Lawrence Rogers also told us how he found inspiration in a Bonsai Tree
As part of our series to reach out to web3 professionals, influencers and developers, we’ll be talking to crypto artists and collectors. In this interview, we discuss with JacksonNFT creator Lawrence Rogers how he got involved with NFTs and what inspires him in his work.
Now that the initial hype around NFTs and blockchain-based art has died down, web3 creators have the time and space to find new ways of using this new medium.
Lawrence launched his first collection, called JacksonNFT, and was as surprised as anyone when it sold out in minutes and appeared in our NFT rankings. DappRadar took a look at the collection before it minted and had a brief chat with Lawrence a few days before launch.
Now we’re diving a bit deeper to see what inspired him to create the work and what his plans are for the future.
How and when did you learn about the NFT space? And what influenced and inspired you to create your work?
I’ve been exploring and building in web3 for about a year. Late last year I was working on a cooperative game for twitch streamers to play with their audience, and started considering making it a play-to-earn game, where the streamer and their chat earn together when they play well.

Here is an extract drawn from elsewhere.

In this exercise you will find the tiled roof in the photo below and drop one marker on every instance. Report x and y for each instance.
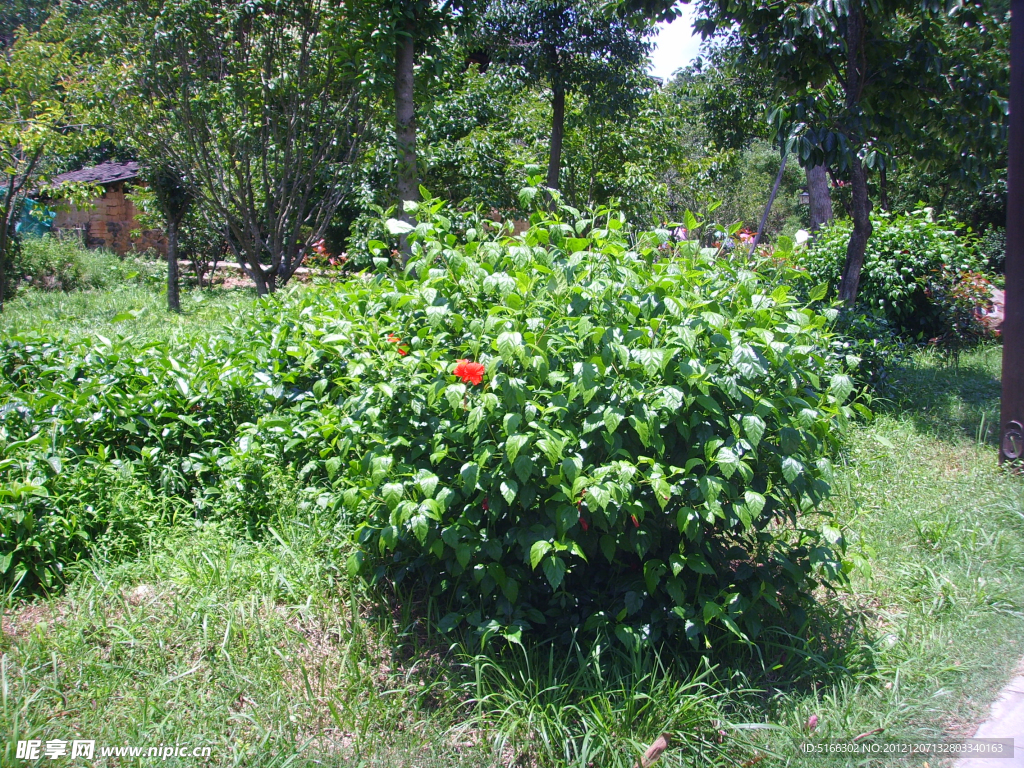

At that point, I started going down the rabbit hole! I joined a Web3 engineering fellowship called Macro (https://0xmacro.com/) and started getting really pumped learning about the nitty gritty of blockchain engineering.
But at the same time, I was disappointed when I saw projects out there that weren’t really taking advantage of the blockchain or innovating on top of it. That’s when I started developing concepts that I thought could use blockchains in new ways.
How would you best describe your style?
My goal is to explore the opportunity to create meaningful art that is interactive, community-created, and blockchain native. As for artistic style, JacksonNFT was visually very clean, abstract, and gallery-aspiring. I may keep that style for future collections or expand more!
How often are you working on your NFT art?
I’m working full time on NFT art!
Aside from being a creator in the space, do you also collect NFTs?
I’m not a huge collector so far, but I do window shop, especially at artblocks!
Are you a fan of any crypto artists in particular and what is it about them that you’re drawn towards?
I love generative art that is simple, intuitive, and impactful. Some of my favorites are:
- Rafaël Rozendaal and his collection Corners
- Emily Xie and her collection Memories of Qilin
- The creators of https://ikani.ai/
Are there any crypto artists you’d like to collaborate with?
I’d love to collaborate with any generative artists out there who would be interested in transforming their generative algorithms into ones that are interactive or that grow over time based on mints or community interaction.
What do you consider as the most influential works of crypto art, both for you and the industry?
Ogcrystals was one of the first projects I saw that tried to incorporate on-chain data into the artwork (although I’m not sure if it is the first). Another similar project that inspired me was themetagame.xyz, which has a few collections that have different interactive elements.
Obviously you just did the JacksonNFTs. Do you have anything else in the works?
Jackson is a genesis project for a series of works that I’m developing with similar concepts—enduring, interactive, meaningful art that is uniquely made possible by blockchains.
Most immediately, I want to expand on Jackson to push the concept of art that evolves over a long period of time. With the genesis edition, once minting is completed, the works will be static.
Over time I want to work towards capturing my Bonsai Tree inspiration to create works that feel alive and are attention worthy for hundreds of years.